Any deferred payments cannot be considered a payment shortfall (arrears) where the deferred amounts are repaid before the next contractual payment is due. The deferred payments can be repaid in a lump sum or capitalised. If the deferred sum is not paid before the next payment falls due the customer has to be informed in writing that the deferred sum will be included in the payment shortfall / arrears amount going forward and their credit file must not be affected by the deferral.
Firms are also required to maintain a record of the deferred sum added to the payment shortfall / arrears so this can be identified as accruing in exceptional circumstances.
Possession action
A firm should not consider repossession action if the payment shortfall / arrears are purely a result of a payment deferral. In addition, a firm should take into account that the payment deferral was agreed and that the customer may need more time to address the arrears.
The draft guidance allows firms to start or continue possession proceedings in accordance with MCOB13 and the applicable pre-action protocol.
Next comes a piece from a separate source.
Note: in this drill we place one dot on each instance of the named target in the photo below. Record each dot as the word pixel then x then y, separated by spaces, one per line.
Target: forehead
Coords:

However, there are 2 circumstances where a firm should not apply for or enforce a warrant of possession:
Where the customer, or another person residing in the property, is self-isolating or shielding; and
If there is a local or nationwide lockdown in force.
The draft guidance recognises that there may be challenges to meeting the expectations at a time when many customers may be seeking assistance. For that reason the guidance allows for the use of automation and digital tools in some areas, and the use of all communication channels.
The guidance also suggests that firms may want to identify a group of customers, coming to the end of a payment deferral period, for whom short term forbearance may be appropriate (the cohort approach) and follow a written policy for this approach. It also recognises that firms may need to recruit less experienced staff to deal with the high volume of enquires but puts the onus on the firm to have proper training and oversight.